The window blew out first.
 
The wind was fierce beyond the window, the sound of metal scraping against metal, branches creaking and breaking from nearby trees. The sound of the power of the storm had my full attention, but Jamie seemed to be listening intently to something else.

“What is going on?” I asked over the noise as the pressure in my head grew painfully strong. Jamie gripped my arms and pulled me to the corner.

“Whatever happens, we will lay say siege to Hell to get to you, I promise.” His words hit me like a brick wall as he was yanked from me by an unseen force.
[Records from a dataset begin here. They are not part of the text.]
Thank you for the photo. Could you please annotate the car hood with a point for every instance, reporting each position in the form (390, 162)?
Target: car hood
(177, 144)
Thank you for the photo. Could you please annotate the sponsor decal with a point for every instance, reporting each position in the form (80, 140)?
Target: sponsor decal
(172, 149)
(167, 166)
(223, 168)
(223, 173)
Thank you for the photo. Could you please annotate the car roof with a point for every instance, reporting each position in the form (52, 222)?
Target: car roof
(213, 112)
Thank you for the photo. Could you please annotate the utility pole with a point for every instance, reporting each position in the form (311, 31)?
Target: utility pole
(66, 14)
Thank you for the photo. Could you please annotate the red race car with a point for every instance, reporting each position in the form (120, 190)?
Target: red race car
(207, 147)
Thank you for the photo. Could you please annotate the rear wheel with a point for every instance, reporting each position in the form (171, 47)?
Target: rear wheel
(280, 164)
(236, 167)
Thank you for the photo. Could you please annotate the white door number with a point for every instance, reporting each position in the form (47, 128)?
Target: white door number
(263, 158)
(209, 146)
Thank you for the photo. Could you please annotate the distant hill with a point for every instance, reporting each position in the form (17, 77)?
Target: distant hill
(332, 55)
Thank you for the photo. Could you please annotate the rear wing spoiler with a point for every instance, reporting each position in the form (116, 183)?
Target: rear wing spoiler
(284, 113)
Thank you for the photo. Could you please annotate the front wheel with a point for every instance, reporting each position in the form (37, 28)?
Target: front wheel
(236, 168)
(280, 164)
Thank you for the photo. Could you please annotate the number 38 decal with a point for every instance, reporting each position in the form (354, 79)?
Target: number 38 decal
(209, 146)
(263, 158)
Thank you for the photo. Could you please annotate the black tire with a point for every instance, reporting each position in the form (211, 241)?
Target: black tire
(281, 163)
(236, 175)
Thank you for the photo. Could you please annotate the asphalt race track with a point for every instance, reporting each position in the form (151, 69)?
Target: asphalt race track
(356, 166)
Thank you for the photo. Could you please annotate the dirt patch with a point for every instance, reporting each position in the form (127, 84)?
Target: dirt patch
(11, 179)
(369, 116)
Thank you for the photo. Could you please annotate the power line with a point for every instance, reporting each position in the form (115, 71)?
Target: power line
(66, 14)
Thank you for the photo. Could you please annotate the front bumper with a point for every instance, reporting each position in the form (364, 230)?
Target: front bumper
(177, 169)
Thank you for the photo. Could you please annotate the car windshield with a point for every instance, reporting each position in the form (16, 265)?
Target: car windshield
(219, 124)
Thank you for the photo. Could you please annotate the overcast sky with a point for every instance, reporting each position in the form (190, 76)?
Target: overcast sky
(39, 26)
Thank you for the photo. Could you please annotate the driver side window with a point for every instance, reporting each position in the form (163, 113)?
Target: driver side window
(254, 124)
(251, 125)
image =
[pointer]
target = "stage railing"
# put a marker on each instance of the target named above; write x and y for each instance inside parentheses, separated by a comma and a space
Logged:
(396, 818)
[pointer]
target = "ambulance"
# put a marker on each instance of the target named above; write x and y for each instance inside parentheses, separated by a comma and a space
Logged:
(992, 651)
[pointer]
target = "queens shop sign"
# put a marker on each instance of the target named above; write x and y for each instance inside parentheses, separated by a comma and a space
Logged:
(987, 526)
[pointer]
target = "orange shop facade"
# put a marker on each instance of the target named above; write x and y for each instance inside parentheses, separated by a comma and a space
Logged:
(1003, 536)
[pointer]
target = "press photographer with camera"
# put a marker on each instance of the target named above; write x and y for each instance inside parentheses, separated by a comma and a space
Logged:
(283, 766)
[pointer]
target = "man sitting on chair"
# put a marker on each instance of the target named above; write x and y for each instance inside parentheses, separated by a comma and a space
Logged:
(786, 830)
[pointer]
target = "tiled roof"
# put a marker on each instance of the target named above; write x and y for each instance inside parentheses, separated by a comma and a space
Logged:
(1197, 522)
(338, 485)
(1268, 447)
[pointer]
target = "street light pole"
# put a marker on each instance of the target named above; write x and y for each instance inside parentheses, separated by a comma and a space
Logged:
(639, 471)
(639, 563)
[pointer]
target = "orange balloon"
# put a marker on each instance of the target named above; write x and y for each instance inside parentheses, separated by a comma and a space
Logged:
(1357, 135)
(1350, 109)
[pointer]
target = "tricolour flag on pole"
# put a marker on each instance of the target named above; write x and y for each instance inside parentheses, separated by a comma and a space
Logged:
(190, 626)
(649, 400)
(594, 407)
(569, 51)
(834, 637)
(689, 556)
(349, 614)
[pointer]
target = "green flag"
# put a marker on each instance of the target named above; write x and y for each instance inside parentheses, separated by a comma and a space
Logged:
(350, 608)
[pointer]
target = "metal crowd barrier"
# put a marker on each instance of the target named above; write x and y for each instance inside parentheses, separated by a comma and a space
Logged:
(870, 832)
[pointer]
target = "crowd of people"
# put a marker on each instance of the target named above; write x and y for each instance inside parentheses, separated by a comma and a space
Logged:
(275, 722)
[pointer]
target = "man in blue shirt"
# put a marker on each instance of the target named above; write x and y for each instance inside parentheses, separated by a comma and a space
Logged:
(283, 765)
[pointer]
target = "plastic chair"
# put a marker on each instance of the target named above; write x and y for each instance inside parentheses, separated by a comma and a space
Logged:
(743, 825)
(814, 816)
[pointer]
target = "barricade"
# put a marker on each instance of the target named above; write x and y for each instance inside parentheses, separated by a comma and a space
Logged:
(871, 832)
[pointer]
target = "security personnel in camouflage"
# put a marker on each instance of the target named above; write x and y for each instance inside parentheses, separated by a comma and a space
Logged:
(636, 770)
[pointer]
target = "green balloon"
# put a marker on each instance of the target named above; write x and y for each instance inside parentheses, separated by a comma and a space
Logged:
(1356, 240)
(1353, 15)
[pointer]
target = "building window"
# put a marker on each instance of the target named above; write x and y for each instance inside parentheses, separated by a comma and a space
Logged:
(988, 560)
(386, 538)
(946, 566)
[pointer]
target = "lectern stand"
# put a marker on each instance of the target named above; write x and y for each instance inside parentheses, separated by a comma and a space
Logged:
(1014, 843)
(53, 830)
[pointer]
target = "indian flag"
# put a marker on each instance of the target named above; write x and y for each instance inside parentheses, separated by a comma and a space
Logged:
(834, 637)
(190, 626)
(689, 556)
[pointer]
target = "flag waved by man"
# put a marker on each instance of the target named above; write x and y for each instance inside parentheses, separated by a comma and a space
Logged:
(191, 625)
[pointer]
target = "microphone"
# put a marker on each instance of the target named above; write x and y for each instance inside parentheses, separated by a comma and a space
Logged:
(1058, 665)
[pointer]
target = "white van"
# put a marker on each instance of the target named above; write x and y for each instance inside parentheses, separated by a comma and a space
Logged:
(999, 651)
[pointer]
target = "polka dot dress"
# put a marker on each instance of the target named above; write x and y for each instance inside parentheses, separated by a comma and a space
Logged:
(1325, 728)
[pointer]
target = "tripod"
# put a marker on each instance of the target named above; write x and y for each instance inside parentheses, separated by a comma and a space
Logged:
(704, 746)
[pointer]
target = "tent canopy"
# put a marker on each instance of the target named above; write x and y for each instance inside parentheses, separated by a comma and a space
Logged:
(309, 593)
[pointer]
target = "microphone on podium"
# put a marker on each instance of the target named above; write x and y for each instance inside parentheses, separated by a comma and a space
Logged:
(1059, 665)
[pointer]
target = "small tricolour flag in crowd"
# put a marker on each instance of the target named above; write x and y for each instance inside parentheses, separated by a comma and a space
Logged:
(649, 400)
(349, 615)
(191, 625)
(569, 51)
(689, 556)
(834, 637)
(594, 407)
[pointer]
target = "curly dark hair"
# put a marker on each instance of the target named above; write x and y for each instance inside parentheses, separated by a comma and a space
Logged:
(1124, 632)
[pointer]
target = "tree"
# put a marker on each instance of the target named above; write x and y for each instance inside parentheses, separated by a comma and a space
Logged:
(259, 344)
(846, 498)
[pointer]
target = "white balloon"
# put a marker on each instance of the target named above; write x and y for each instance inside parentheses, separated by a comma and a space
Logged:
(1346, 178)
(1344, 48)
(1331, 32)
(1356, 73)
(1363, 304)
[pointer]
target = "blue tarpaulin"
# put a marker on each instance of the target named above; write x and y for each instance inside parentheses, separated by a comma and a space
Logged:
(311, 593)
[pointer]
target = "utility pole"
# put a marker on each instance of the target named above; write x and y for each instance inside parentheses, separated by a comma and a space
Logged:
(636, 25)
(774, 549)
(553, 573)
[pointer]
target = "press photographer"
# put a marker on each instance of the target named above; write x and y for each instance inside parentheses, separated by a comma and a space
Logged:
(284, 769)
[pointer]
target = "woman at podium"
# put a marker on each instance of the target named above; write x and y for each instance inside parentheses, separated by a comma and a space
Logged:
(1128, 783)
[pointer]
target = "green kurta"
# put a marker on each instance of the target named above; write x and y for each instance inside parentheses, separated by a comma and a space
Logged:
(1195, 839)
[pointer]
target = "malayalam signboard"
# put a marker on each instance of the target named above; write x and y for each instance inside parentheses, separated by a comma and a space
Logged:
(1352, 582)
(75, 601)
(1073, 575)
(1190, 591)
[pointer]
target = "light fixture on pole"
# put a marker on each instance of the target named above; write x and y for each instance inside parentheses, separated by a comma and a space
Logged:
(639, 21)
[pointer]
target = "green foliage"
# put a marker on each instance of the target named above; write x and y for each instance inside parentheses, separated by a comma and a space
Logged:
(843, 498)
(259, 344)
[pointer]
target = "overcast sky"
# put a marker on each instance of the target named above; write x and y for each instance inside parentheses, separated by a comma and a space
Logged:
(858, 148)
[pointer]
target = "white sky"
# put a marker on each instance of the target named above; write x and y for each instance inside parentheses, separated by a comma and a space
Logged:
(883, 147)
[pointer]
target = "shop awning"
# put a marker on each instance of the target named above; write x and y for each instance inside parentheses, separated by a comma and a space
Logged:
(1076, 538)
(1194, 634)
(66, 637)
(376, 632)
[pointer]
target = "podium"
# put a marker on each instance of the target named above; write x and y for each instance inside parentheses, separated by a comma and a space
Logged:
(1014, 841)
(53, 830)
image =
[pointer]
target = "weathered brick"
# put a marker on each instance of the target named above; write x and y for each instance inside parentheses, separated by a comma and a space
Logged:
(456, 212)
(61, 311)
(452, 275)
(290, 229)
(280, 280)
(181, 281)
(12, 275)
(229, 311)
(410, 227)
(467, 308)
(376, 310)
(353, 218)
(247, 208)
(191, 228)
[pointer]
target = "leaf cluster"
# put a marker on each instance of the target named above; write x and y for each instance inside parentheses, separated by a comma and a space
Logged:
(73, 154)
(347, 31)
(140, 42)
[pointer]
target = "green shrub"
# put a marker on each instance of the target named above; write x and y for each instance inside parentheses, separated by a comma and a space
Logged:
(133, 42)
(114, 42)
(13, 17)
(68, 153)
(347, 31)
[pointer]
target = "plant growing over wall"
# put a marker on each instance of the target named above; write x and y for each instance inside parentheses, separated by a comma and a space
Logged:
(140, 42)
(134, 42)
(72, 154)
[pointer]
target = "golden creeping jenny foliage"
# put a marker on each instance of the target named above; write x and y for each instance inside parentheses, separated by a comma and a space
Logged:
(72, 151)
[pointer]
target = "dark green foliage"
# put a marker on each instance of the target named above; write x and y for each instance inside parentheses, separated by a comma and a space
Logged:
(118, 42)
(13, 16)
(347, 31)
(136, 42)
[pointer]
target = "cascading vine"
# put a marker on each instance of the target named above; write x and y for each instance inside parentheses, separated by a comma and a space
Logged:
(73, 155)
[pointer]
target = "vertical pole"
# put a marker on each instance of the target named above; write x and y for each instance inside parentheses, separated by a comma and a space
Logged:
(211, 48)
All I saw were his blue eyes flying into the black as he was pulled out of the window and I screamed after him.

Tyler
grabbed me and tossed me to the floor. He started babbling words in a language I didn’t understand. I struggled, trying to force myself up.

“No, my Father I have not failed you. She is the chosen,”
Tyler
pleaded to someone unseen. All I heard was more snarling and wind. He dropped his head as if he were about to be struck.

“Please take her, the time is nigh and she is ready. I am yours and am ready as well. Please bring me home,” he begged and dropped to one knee. The snarling grew louder and blood started running from his ears as he screamed. I watched in horror as he crumbled to a pile on the floor clutching at his head.

Blood poured from his ears and his nose, forming a snake on the ground. The bloody monstrosity slithered towards me and I screamed, unable to move. I could hear the creaking of boards and the rushing of water as the storm came inland even more, but I couldn’t tear my eyes away from the sight of this blood snake that was attempting its way to me. The head of the beast formed, black eyes opened and stared straight at me.

I heard the explosion a moment before the sensation of flying registered and everything went dark.

* * * * *

 

“Just about done,” the tattooist said. He was quite the talker while he did his art. His name was Earl and he had a wife who was a seamstress and four children.